Regression Interpretation
The notebook's main model output is textual rather than graphical, so the real analytical value comes from the OLS summaries. Age, Photos, and # of Tags stand out as the most useful signals in the combined model, while the relatively low R-squared reminds us that social network size is shaped by multiple overlapping behaviors rather than one dominant variable.
The point of the regression here is to show which engagement and demographic variables retain directional signal once the model considers them together.
The clearest conclusion from the notebook is that engagement is not random. People who post more tend to generate more replies, and users who are more active with photos also tend to organize and tag that content more. Age adds a second layer by reflecting a life-stage shift in how the platform is used.
The heatmap reveals two clear patterns. First, user engagement behaviors cluster together: posting is strongly associated with replies, while photo activity is closely tied to albums and tags.
Second, demographic factors like age appear to shape platform behavior, with older users tending to have more children but slightly smaller friend networks and lower visual activity. Overall, the data suggests that both engagement style and life stage influence how users interact on the platform.
Strongest Heatmap Relationships
Posts And Replies Rise Together
Posts and replies move together almost perfectly, which makes posting behavior one of the clearest signals of interaction and conversational engagement in the dataset.
Photos, Albums, And Tags Form A Visual-Content Cluster
Photos are strongly tied to albums and moderately tied to tags, while albums and tags also rise together. That points to a more deliberate, content-curation style of platform use.
Age Connects To Life Stage
Age is strongly related to number of children and slightly negatively related to friends and photos, which supports the idea that life stage shapes how users engage socially online.

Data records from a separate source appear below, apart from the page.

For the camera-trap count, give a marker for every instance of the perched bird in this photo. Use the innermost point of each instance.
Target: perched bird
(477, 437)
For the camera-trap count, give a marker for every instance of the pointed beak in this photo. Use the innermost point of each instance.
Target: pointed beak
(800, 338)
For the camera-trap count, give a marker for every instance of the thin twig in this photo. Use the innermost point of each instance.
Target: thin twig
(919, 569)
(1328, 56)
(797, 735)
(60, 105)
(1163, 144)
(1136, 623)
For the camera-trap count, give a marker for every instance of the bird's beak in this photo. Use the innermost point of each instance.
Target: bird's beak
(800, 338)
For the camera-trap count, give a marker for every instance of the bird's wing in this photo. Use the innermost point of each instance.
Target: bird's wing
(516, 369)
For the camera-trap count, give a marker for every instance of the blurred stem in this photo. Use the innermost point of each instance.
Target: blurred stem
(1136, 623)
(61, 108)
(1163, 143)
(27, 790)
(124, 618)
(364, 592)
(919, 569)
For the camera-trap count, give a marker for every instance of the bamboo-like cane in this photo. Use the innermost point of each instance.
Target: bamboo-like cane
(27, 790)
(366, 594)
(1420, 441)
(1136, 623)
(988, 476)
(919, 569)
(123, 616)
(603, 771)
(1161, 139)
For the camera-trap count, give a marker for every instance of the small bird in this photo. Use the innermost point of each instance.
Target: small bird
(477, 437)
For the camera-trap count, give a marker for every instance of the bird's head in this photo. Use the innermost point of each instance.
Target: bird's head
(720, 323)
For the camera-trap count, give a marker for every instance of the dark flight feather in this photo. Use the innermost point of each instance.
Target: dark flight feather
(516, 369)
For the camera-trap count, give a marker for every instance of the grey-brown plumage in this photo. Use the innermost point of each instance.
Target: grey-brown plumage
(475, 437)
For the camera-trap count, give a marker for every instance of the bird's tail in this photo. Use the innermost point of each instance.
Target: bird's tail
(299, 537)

Education And Events Are Not The Main Story
The heatmap is much more informative for understanding content behavior, interaction behavior, and life-stage differences than for making a strong case around education or event activity.
Notebook Trace
Numeric Subset Construction
The notebook begins by building a subset of non-binary numerical variables from the broader Facebook friend dataset.
Correlation Review
A full heatmap is generated to inspect the relationship structure before any regression model is fit.
Single-Variable OLS
Each numerical variable is tested independently against friend count to see which ones show meaningful directional relationship on their own.
Multivariate OLS
A combined regression then tests how those variables behave once they are placed into the same model together.
Project Highlights
Social Profile Dataset
Uses a profile and activity dataset with age, photos, tags, posts, replies, likes, education, events, and friend count.
Engagement Heatmap
Uses a heatmap to reveal the strongest platform patterns, especially the tight post-reply link and the photo-album-tag relationship cluster.
OLS Regression Comparison
Compares single-variable and multivariate OLS to show the difference between isolated and combined explanatory signal.
Life-Stage Reading
Uses age and children together to read the platform as a life-stage environment where younger and older users appear to maintain different social patterns.